そんな空気を感じ取ってか、若手たちが少しずつ行動を変え始めている。

 

 

そして先日、私は驚いた。

若手の一人が、私のお茶漬けランチを真似し始めたのだ。

 

私は、相変わらずスープジャーを使ったズボラお茶漬けランチを続けている。

 

 

 

「〇〇さんのランチ、いいっすね」ある日、お湯を注いでいる私の横で、彼がそう言った。

 

見ると、彼の手にもサーモスのスープジャー。
中には白いご飯。

「お茶漬けにするんすよ。これ、ゆままさんの真似っす」

そう言って、にやりと笑った。

 

 

正直、ちょっと笑ってしまった。

だって、私のお昼ごはんなんて、ただのズボラランチだから。

サーモスに白米を入れて、会社でお湯を注いで、お茶漬けの素を入れるだけ。

 

それを「いいっすね」と言われるとは思わなかった。

あまり性別を言ってはいけないのかもしれないが、男の子だ。

 

 

でも、彼の話を聞いているうちに、ちょっと胸が詰まるような気持ちになった。

 

「最近、節約しようと思ってるんすよ」

「昼にコンビニ行くと千円すぐ飛ぶじゃないですか。
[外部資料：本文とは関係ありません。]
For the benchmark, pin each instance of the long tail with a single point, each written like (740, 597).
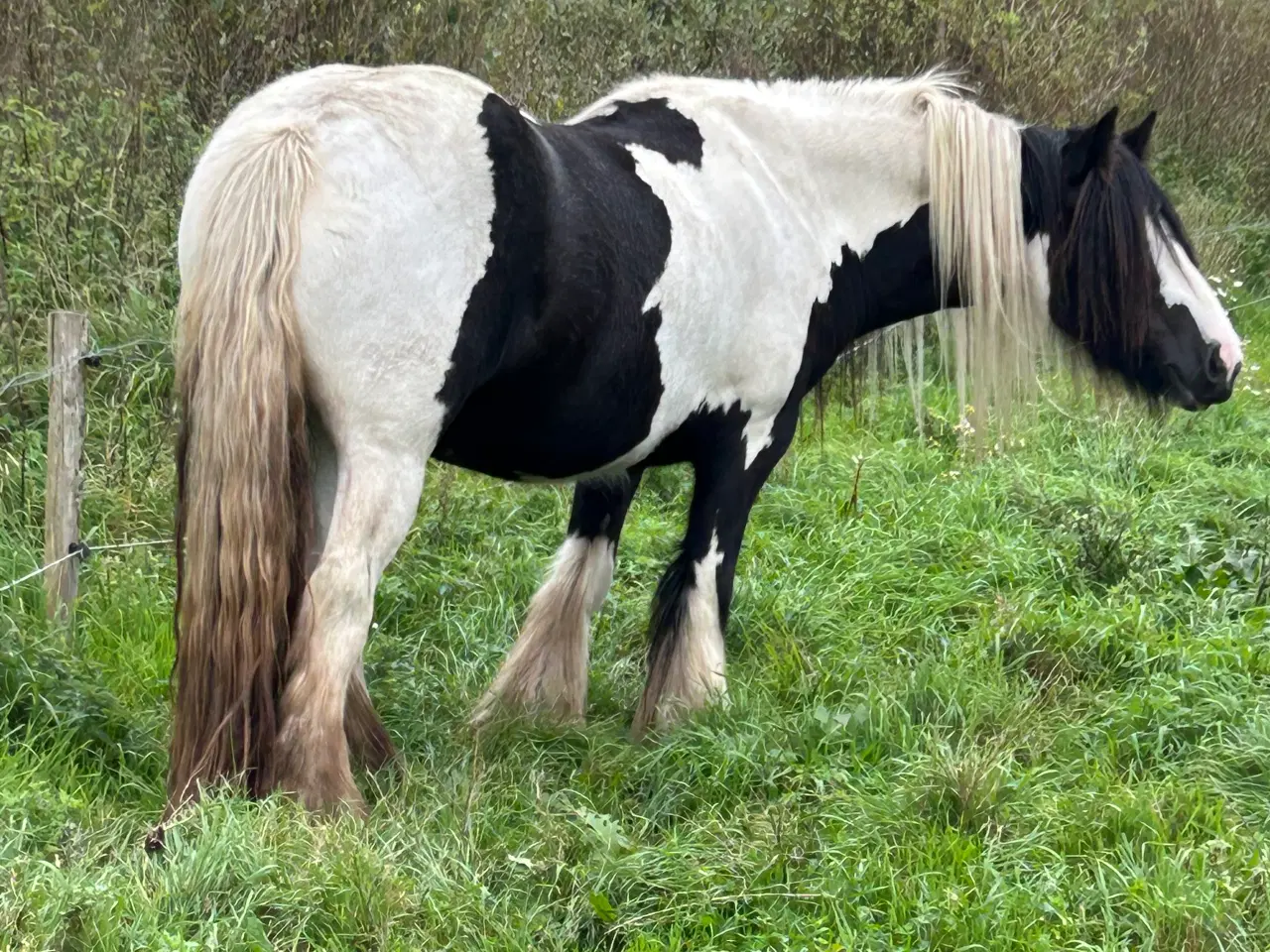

お茶漬けなら100円以下で済むし。」

 

彼は明るく笑っていたけれど、その奥にある“現実的な理由”は、私にもすぐわかった。

 

 

この半年、会社の状況は決してよくない。

人が辞めたり、出張が減ったり、経費の承認がなかなか降りなかったり。

 

口には出さないけれど、みんな少しずつ察している。

「もしかして、うち、危ないのかも?」

そんな思いが、社内のあちこちで静かに広がっている。

 

 

だから、若者が節約を始めたのも、驚くことではないのかもしれない。

でも、私が驚いたのは、その“節約方法”がまさかの私の真似だったこと。

 

 

「お茶漬けっすよ。最高っす。」

そう言って、サーモスを抱えてニコニコしている彼。

しかも、私のよりも一回り大きい「男子!」という感じのスープジャーだ。

 

 

 

 

 

「お湯だけあればいいし、腹もふくれるし、地味にハマりますね。」

そう言いながら、まるで新しい流行を発見したような顔をしている。

 

 

 

私は笑いながらも、少しだけ切ない気持ちになった。

彼の節約の理由が、“将来のための貯金”ではなく、“会社がつぶれたときの備え”かもしれないと思ったからだ。

 

 

 

思えば私がこのお茶漬けランチを始めたのは、二つ理由がある
「お金を使いたくなかったから」

「お昼を考えるのが面倒」

だった。

 

 

そして今、会社の若者がお金を使いたくない気持ちも想像できる。

不安な時期ほど、財布のひもをきゅっと締めたくなる。

節約というより、“心の防御”に近い。

 

 

昼食をコンビニで買っていた頃は、コーヒーやデザートも一緒に買ってしまい、
あっという間に1,000円。

「お茶漬けなら100円以内」
そう思うだけで、なんだか安心できるのだろう。

 

 

「会社がどうなるかわかんないっすけど、節約しとけば、まぁ何とかなるかなって。」

彼がそう言ったとき、笑っていたけれど、その声のトーンに少しだけ“本音”が混ざっていた。

 

不安の中でも、笑って過ごすのが社会人の知恵だ。

彼らは彼らなりに、現実を受け止めて、前を向こうとしている。

それが、なんだか頼もしくもあり、少し切なくもある。

 

 

それにしても、まさか私のズボラランチが、“節約のアイコン”になるとは思わなかった。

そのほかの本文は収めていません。